Here’s a preview of City Council this week

VIRGINIA BEACH — City Council will hold meeting on two separate days this week; an informal workshop on Tuesday, April 24 and a special formal session the following day which will act as a public hearing on the 2018-2019 budget.

The special formal session will be at the Virginia Beach Convention Center in Ballroom 1 at 6:30 p.m.

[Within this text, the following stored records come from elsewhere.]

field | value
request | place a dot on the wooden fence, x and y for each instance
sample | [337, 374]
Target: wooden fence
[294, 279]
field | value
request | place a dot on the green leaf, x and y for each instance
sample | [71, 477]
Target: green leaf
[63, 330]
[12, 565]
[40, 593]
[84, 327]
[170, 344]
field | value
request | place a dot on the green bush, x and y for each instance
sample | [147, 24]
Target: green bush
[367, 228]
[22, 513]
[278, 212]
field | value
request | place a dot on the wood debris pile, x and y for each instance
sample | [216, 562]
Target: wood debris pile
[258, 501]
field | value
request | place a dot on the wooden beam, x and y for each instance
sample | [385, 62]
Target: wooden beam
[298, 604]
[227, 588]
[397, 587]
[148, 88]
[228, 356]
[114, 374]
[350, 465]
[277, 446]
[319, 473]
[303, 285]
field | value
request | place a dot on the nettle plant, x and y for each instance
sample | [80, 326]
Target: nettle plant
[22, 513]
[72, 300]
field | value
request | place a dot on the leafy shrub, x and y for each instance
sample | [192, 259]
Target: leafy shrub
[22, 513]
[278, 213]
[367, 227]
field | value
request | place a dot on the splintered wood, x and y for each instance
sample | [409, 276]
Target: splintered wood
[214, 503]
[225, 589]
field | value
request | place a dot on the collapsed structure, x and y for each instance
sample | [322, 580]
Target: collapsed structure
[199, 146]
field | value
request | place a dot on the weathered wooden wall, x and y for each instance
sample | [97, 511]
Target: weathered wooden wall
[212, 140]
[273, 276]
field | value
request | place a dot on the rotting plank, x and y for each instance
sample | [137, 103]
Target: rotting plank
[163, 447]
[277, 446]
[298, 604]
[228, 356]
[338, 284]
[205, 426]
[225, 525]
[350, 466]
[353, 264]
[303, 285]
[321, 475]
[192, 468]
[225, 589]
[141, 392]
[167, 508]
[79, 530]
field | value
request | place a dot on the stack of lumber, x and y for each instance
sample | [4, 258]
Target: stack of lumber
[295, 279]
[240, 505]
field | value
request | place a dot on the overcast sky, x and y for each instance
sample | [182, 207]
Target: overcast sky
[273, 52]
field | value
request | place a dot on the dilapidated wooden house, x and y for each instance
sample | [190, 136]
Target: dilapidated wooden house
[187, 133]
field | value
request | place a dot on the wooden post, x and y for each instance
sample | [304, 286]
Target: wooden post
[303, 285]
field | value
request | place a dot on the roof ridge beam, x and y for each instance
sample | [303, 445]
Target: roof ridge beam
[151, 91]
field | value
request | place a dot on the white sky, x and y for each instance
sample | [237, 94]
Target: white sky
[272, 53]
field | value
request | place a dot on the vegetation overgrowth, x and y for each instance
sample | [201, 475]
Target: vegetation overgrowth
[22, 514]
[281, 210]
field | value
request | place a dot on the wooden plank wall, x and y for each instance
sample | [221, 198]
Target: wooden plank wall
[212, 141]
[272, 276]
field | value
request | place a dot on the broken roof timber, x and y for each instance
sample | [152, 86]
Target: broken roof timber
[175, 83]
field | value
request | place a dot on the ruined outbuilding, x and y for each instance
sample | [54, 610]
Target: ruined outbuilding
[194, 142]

The agenda for the formal session will focus on the city’s proposed increases in fees and taxes and the city’s general obligation and stormwater utility bonds.

Informal session: April 24

During Tuesday’s informal session, City Council will receive budget briefings from representatives of the city’s school board, as well as its libraries, economic development, Convention and Visitors Bureau and agriculture departments.

Among major budget items up for discussion during the workshop:


  • The city’s second-phase expansion of its full-day kindergarten program.
  • The replacement of 38 school buses and two special education buses.
  • Capital improvement program.
A list of some of the major projects under design or construction included in the city's CIP (Courtesy of City of Virginia Beach)
A list of some of the major projects under design or construction included in the city’s CIP (Courtesy of City of Virginia Beach)

Public Libraries

Economic Development

  • 38 percent increase in proposed budget; from $4,268,500 to $5,889,639 an increase of $1,621,139.
  • Grow Smart’s importance to city’s future economy.
  • Developments over past year:

Related story: College Beach Weekend could cost Virginia Beach up to $300,000

Convention and Visitors Bureau

  • Proposed 10.7 percent increase in advertising budget.
  • Outside expenses cut by over 50 percent — $753,468.91 — from last year.
  • Virginia Beach Sports Center.


  • Estimated economic impact of $128 million in 2017.
  • Agritourism.
  • Agricultural Reserve Program — requesting restoration
    • Enrolled 9,722 acres since the program’s inception in 1995.

After the above budget briefing Tuesday, City Council will receive a briefing on the city’s debt as well as the interim financial report from Patricia Phillips, the director of the Department of Finance.

Barry Frankenfield, director of Planning and Community Development, will also provide a glimpse of May’s planning items.

College Beach Weekend

Virginia Beach Police Chief James Cervera will wrap up the informal session with a presentation to City Council on the city’s approach to College Beach Weekend, the annual gathering that brought more than 35,000 people to the Oceanfront in 2017. This year’s CBW will be April 27 through April 29.

The event is not hosted or sanctioned by the city, said City Manager David Hansen, and the “incidents of violence, heavy traffic, litter and rude behavior have cast a negative view” over the event and the city’s tourism reputation.

Police Chief Jim Cervera, left, and Deputy City Manager Steve Cover field questions days after College Beach Weekend in May 2017. (Staff/Southside Daily)

Since College Beach Weekend began in 2013, the city has struggled to handle the massive crowds and behaviors resulting in arrest.

This year, the city formed a task force to formulate an approach to the safety, traffic and capacity concerns during College Beach Weekend. The task force is composed of members of the Human Rights Commission, Resort Advisory Commission, universities, Virginia Beach Restaurant Association, Virginia Beach Hotel Association and other civic and community groups.

The Human Rights Commission will implement is “Independent Observer Program.” Observers during the event will monitor the Oceanfront and provide feedback to authorities when necessary.

Cervera will brief council members on the task force’s recommendations, as well as the city’s approach to traffic management, what police can and cannot do, social media surveillance of the event and tailored messaging about the city’s expectations of visitors during the weekend.

Mayor Will Sessoms said College Beach Weekend can be a success if people come together to work out the problems.

“There needs to be more cooperation between everyone involved,” Sessoms said.